You can find the whole story here
And CK-12 had the books ready for download at their site, where they call their concept of the openbook learning experience a “flexbook.” Flexbooks are books that can be compiled via the open source content the company has available. It’s an interesting concept, and one that has some serious potential.
I can remember the lawsuits that froze the use of the professor-compiled, spiral-bound anthologies (of such bad quality they often started to come apart after a week of class), only to have them reappear a semester later, after the suits were settled, at prices that could have put even the lawyers that argued the cases in serious debt, let alone poor college students. And that same pricing was applied to compiled e-textbooks at their inception.

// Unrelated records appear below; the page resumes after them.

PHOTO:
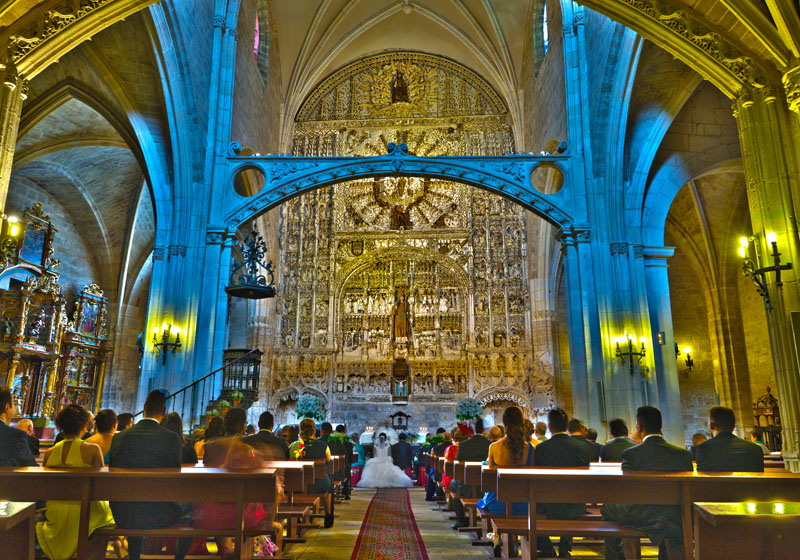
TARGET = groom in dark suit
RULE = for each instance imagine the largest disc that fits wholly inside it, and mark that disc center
(661, 524)
(14, 449)
(266, 438)
(725, 452)
(147, 446)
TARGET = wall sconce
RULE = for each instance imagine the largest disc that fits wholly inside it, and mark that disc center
(170, 340)
(687, 360)
(9, 241)
(631, 352)
(758, 275)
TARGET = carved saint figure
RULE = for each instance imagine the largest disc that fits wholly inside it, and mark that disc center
(400, 219)
(401, 317)
(399, 89)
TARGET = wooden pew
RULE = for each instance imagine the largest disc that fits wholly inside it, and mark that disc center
(17, 530)
(640, 487)
(144, 485)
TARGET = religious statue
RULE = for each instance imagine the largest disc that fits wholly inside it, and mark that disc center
(401, 318)
(400, 219)
(399, 89)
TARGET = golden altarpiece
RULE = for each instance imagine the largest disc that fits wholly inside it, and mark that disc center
(404, 290)
(46, 360)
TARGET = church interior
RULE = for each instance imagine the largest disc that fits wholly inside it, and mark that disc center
(390, 206)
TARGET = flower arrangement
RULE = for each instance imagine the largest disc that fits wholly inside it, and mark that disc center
(298, 450)
(338, 436)
(468, 409)
(310, 406)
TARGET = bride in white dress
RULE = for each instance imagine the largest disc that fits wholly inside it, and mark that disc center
(380, 471)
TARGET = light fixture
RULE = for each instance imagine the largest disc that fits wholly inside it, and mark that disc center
(758, 275)
(170, 339)
(687, 352)
(631, 352)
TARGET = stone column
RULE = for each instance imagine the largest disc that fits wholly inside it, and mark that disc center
(13, 92)
(770, 159)
(666, 367)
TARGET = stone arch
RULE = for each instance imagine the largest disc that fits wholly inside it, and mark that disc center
(506, 176)
(708, 52)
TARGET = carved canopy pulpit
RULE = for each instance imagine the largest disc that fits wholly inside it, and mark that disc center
(85, 352)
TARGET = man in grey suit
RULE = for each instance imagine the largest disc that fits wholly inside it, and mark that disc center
(14, 449)
(612, 450)
(475, 449)
(148, 446)
(661, 524)
(725, 452)
(577, 431)
(265, 437)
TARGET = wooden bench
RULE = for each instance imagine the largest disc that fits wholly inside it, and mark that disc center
(608, 485)
(509, 528)
(144, 485)
(17, 530)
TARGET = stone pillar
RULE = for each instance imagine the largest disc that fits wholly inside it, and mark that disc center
(13, 92)
(666, 367)
(770, 163)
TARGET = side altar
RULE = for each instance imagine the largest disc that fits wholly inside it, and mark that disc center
(46, 360)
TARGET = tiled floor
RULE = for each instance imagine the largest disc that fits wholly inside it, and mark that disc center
(441, 542)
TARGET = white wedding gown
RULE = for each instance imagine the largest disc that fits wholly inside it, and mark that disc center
(380, 471)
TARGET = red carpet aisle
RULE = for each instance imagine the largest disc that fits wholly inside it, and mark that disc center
(389, 531)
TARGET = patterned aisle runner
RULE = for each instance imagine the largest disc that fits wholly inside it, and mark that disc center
(389, 531)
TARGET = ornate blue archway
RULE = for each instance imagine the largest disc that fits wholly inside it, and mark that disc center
(288, 176)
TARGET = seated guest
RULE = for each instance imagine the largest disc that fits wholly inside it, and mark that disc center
(757, 437)
(697, 439)
(561, 450)
(231, 452)
(58, 533)
(348, 454)
(510, 451)
(309, 448)
(14, 448)
(266, 438)
(577, 431)
(725, 452)
(26, 425)
(358, 466)
(461, 432)
(612, 451)
(147, 445)
(214, 430)
(540, 432)
(494, 434)
(105, 424)
(475, 448)
(174, 423)
(124, 421)
(661, 524)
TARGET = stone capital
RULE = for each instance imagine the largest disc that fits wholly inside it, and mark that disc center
(791, 85)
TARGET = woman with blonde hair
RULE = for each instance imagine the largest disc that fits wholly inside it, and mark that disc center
(309, 448)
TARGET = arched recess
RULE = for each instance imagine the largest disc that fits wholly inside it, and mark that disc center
(508, 178)
(40, 37)
(711, 54)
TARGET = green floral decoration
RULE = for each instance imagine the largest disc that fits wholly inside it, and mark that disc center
(469, 409)
(310, 406)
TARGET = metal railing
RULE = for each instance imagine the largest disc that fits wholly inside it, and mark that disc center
(197, 394)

It’s one of the central reasons why those books have not been adopted.
In fact, I recently spoke to a representative for a major publisher who was baffled by the fact that no one adopts their “resource rich” electronic books. It’s simple. Piling resources onto a book that is already overpriced (because the copyright fees for each of its anthology selections has sent its costs soaring) to a degree that no one can afford it won’t entice broke college students to get their credit cards out. Nor will it encourage professors, most of whom think in part about the cost they are passing on to their students, to adopt these books. To make matters worse, some of these books contain work that is in the public domain (i.e. free).
With all the digital “custom textbooks” and “services” and “course packs” and whatever else is being added, it is nice to see a non-profit providing an open source option for state schools. I haven’t looked closely at the content, but if it’s current and high quality, open source flexbooks should be widely adopted.